Additional calculations are made using percentage correction of dRVVT and normalized percentage correction as under:

i) Percentage correction = [Patient Screen dRVVT/Patient confirm dRVVT] x 100
 ii) Normalized percentage correction = [(dRVVT screen ratio − dRVVT confirm ratio) /dRVVT screen ratio] × 100

Normalized percentage correction of >10% is taken as positive and suggests the presence of lupus anticoagulant.

== Limitations ==
dRVVT tests are strongly affected by the new direct oral anticoagulants (DOACs) and false positive LA results are obtained particularly with rivaroxaban.
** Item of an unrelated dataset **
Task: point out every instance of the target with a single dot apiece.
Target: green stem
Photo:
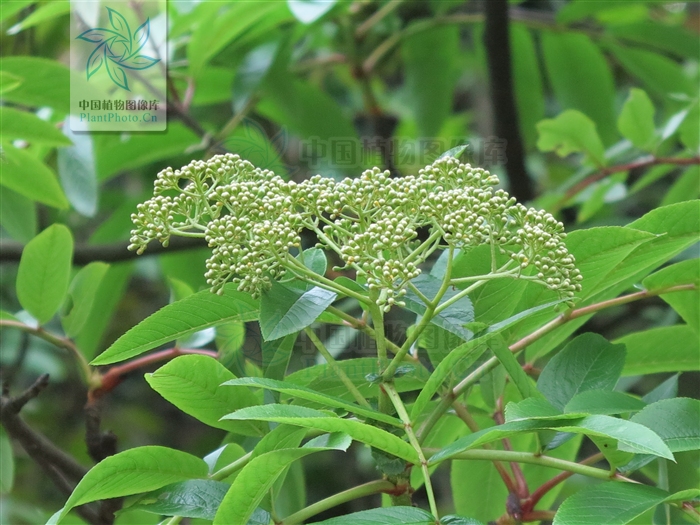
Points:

It is now possible to specifically remove DOACs from test plasmas with activated carbon and enable the correct diagnosis of LA with the dRVVT system despite their initial presence.

==Use in diagnosis==
The dRVVT is one component of a workup of a suspected antiphospholipid antibody, the other component being the serological testing for anticardiolipin antibodies and anti-β2 glycoprotein-I antibodies using ELISA technology. The Sapporo criteria require at least one of the above laboratory tests to be positive and the patient to have at least one clinical manifestation of antiphospholipid syndrome, such as vascular thrombosis or fetal mortality/morbidity, in order to diagnose the antiphospholipid syndrome. Positive laboratory test results should be seen on two occasions at least 12 weeks apart in order for diagnosis. Antiphospholipid antibody syndrome is an important marker for recurrent thrombosis, and often warrants indefinite anticoagulant (blood thinner) therapy. Warfarin appears to be preferable to DOACs as the latter have recently been found less effective than expected.

The criteria were defined in 1999, and revised in 2006.